The other provisions consist of a provision for transitional compensation, a settlement agreement, a provision related to asbestos to be removed, and a provision for deferred corporate income tax at TIAS. The provision for transitional compensation was created in connection with the obligations associated with the expiration of employment contracts of salaried personnel under the Balanced Labor Market Act (WAB).
Long-term liabilities are valued at fair value on initial recognition. Transaction costs directly attributable: To the acquisition of long-term liabilities are valued on initial recognition.
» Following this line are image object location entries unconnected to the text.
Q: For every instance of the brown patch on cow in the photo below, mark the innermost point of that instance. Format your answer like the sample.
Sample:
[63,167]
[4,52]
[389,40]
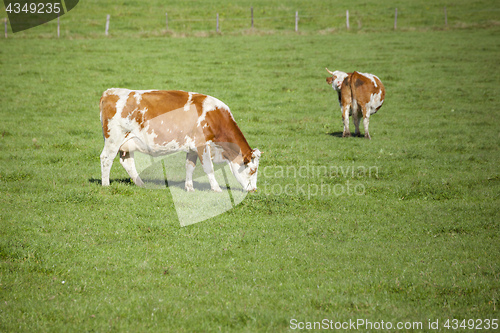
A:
[358,82]
[168,115]
[223,130]
[107,105]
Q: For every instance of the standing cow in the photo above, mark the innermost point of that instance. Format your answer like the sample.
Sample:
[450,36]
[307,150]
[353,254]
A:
[157,122]
[360,94]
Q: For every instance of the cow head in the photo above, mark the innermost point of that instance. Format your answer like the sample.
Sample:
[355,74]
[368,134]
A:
[336,80]
[246,173]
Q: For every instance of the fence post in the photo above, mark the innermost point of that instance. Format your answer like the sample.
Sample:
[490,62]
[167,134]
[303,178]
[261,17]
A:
[296,21]
[107,25]
[251,11]
[396,19]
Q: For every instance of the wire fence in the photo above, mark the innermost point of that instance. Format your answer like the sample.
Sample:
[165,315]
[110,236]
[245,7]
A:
[173,24]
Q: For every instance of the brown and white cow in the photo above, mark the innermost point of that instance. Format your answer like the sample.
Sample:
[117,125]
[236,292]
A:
[360,95]
[158,122]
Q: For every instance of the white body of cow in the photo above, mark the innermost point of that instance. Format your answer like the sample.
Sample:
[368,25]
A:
[360,95]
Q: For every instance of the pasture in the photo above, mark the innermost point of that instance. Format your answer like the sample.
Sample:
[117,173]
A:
[402,228]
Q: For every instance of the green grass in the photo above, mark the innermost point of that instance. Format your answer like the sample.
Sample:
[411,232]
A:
[416,239]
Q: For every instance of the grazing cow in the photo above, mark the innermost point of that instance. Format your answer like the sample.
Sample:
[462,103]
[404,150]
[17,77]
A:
[360,94]
[157,122]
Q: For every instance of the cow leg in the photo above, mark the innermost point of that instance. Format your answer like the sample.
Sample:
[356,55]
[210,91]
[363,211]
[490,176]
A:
[345,118]
[366,122]
[208,167]
[128,163]
[356,117]
[191,158]
[107,156]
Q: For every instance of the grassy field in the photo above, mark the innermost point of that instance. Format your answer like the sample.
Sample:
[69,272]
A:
[402,228]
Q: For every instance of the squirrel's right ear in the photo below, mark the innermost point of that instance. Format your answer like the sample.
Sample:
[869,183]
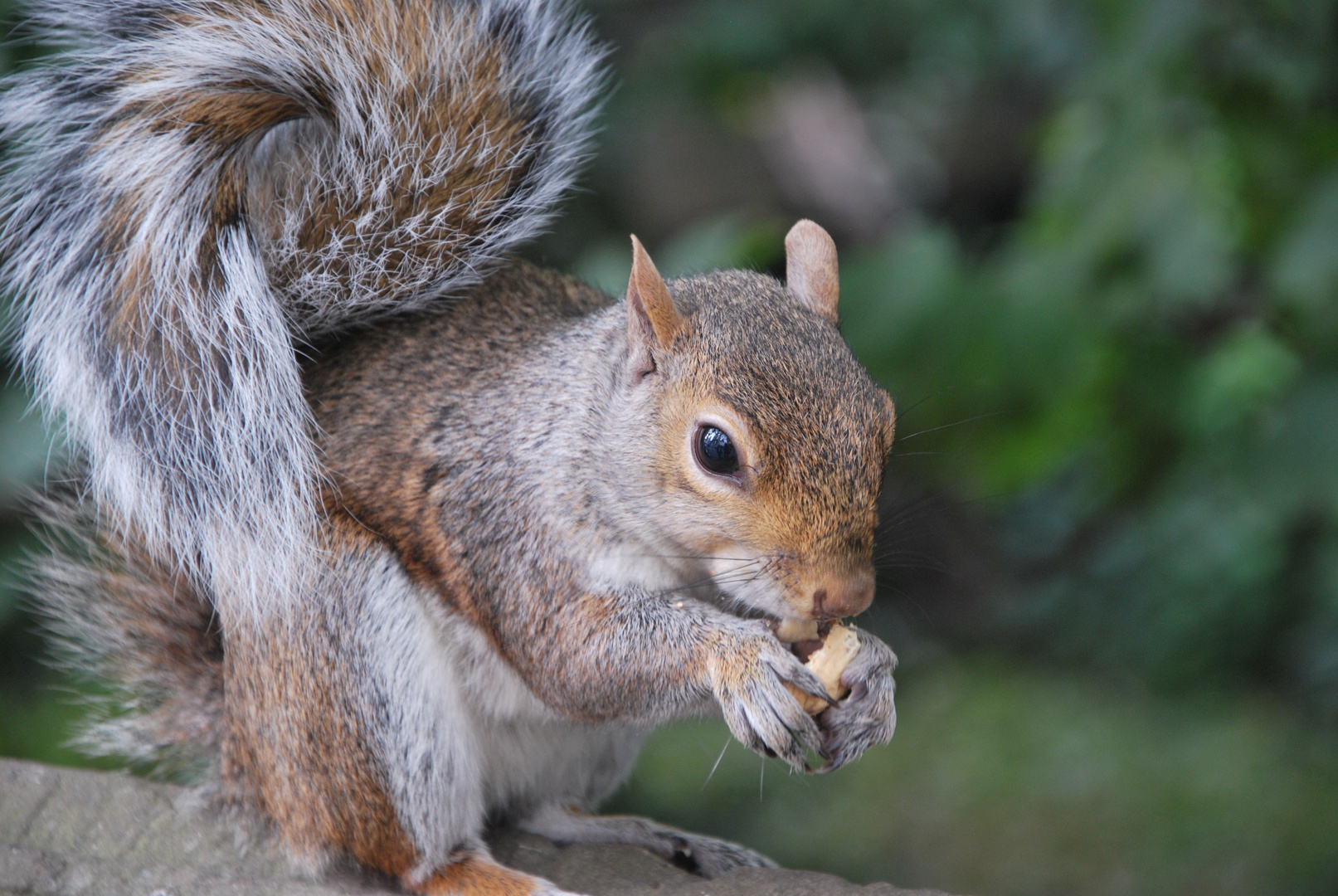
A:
[811,268]
[652,319]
After initial recognition long-term liabilities are valued at amortized cost (i.e., the amount received taking premium or discount into account and after deduction of transaction costs).
Current liabilities are valued at fair value on initial recognition. After initial recognition short-term liabilities are valued at amortized cost (i.e., the amount received taking premium or discount into account and after deduction of transaction costs). This is usually the nominal value.